Our old cat shelf was store bought and would only hold one cat comfortably, so we built this one (which looks like it’s leaning but it’s not). Despite our efforts to keep blind cords away from Scully, she shredded the one in the living room so badly that, the blind being old anyway, we just bought a new one. So it is with cats—one must expect a certain amount of damage.
I’ve been missing dogs this week. It started when I was lying in bed and looking down the hall at two of our cats and remembering the twenty years that I looked down that same hall at dogs. For some reason, this created in me a longing, and even a sense of betrayal, which seems ironic in that this is the worst time of year to have a dog in Western Oregon due to the almost daily rain, mud, and chilly weather. How often have we taken dogs walking in the rain when neither they nor we wanted to go, and how many hours have I spent standing on the porch at midnight waiting for dogs to go potty while they stood motionless in the rain surveying their surroundings. And then there were News Years and Independence Day when they would be too afraid to go potty because of the fireworks, a situation that lasted for weeks as one idiot after another fired off an occasional incendiary. We turned to cats for good reasons, and I’m not sorry we did, but a cat does not substitute for a dog.

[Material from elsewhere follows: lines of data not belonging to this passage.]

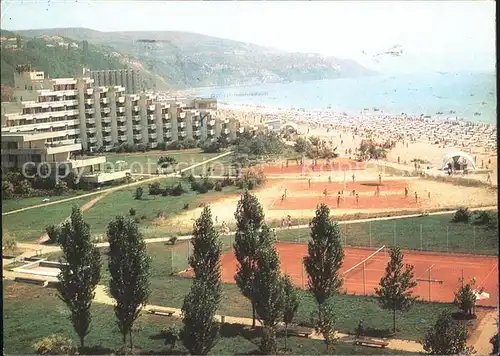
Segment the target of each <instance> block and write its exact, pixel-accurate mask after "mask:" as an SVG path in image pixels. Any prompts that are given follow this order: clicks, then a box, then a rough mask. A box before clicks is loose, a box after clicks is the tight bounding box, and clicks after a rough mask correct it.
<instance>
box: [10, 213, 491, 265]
mask: <svg viewBox="0 0 500 356" xmlns="http://www.w3.org/2000/svg"><path fill="white" fill-rule="evenodd" d="M492 209H494V210H497V209H498V208H497V207H496V206H490V207H483V208H473V209H469V210H472V211H474V210H492ZM454 212H455V211H454V210H452V211H450V210H448V211H436V212H433V213H429V215H446V214H451V213H454ZM420 216H422V214H412V215H400V216H391V217H379V218H371V219H358V220H346V221H338V224H339V225H349V224H357V223H365V222H370V221H384V220H393V219H406V218H414V217H420ZM307 228H309V225H308V224H304V225H295V226H291V227H290V228H288V227H277V228H275V230H276V231H282V230H297V229H307ZM234 234H235V231H230V232H229V233H228V234H227V235H234ZM192 237H193V236H192V235H183V236H178V237H177V240H178V241H185V240H191V238H192ZM170 238H171V236H166V237H155V238H150V239H145V240H144V241H145V242H146V243H155V242H168V241H169V240H170ZM17 246H18V247H19V248H21V249H27V250H31V251H28V252H25V253H23V255H21V256H22V257H24V258H26V257H32V256H35V255H40V254H46V253H52V252H57V251H60V248H59V246H53V245H40V244H33V243H22V242H20V243H18V244H17ZM96 246H97V247H107V246H109V243H108V242H99V243H97V244H96ZM21 256H19V257H21ZM19 257H18V259H19Z"/></svg>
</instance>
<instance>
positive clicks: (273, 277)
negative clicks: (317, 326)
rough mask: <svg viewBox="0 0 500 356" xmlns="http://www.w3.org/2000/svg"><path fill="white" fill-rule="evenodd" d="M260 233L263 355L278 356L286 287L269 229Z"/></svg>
mask: <svg viewBox="0 0 500 356" xmlns="http://www.w3.org/2000/svg"><path fill="white" fill-rule="evenodd" d="M250 229H253V227H250ZM256 233H258V234H259V242H260V246H259V248H258V249H257V258H256V262H257V269H256V271H255V284H254V288H255V289H254V293H255V299H254V302H255V311H256V314H257V316H258V318H259V320H260V322H261V323H262V326H263V328H264V334H263V337H262V341H261V344H260V351H261V352H262V354H263V355H270V354H276V349H277V343H276V326H277V324H278V322H279V321H280V320H281V319H282V316H283V307H284V295H283V283H282V278H281V272H280V260H279V256H278V252H277V251H276V248H275V247H274V239H273V236H272V234H271V231H270V230H269V227H267V225H264V226H263V227H262V229H261V231H260V232H256Z"/></svg>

I had dogs all my life until our last one died in 2012, but I never read entire books about dogs like I’ve been doing for months now with cats. Perhaps this is because I felt an affinity with dogs that made it unnecessary to study them, whereas cats are ever a mystery. They’re caring creatures of deep emotion, but I can never escape the feeling that they regard their intimacy with Peggy and me as important but optional. Their closeness to one another is quite another matter. They spend hours a day sleeping together and bathing one another, and Brewsky and Ollie are so protective of Scully that anytime she cries, they rush to her side. They’re actually so devoted to Scully that I’ve wondered if they would threaten me if I pretended to attack her, which is exactly how our heeler used to behave when I playfully attacked Peggy or the neighbors’ kid. Unfortunately, I have no way to test the extent of Brewsky and Ollie’s devotion without the risk of convincing all three cats that I’m dangerously insane, and maybe getting myself hurt in the process. Cats simply can’t take a joke the way dogs can. I’m not prepared to say that dogs have a sense of humor, but they’re at least easy to calm down, whereas a seriously pissed-off feline is, as they say, “a cat of a different color,” and that color is brimstone. I’ve read of strong men fleeing before the wrath of an angry housecat, by which I mean a cat that, sometimes for no apparent reason, turned on one or more people with murderous intent.
Peggy and I have often discussed getting a dog, but with three cats, it’s hard to imagine it being a good idea because we would be even more tied down, and because it’s doubtful that the cats would like having a dog (our only hope would be to get a puppy because adult animals are more tolerant of babies than of other adults). Then too, there would be the vet bills, which have become way more expensive than they once were, it being commonplace to walk into a vet with a trivial problem and leave $200 poorer.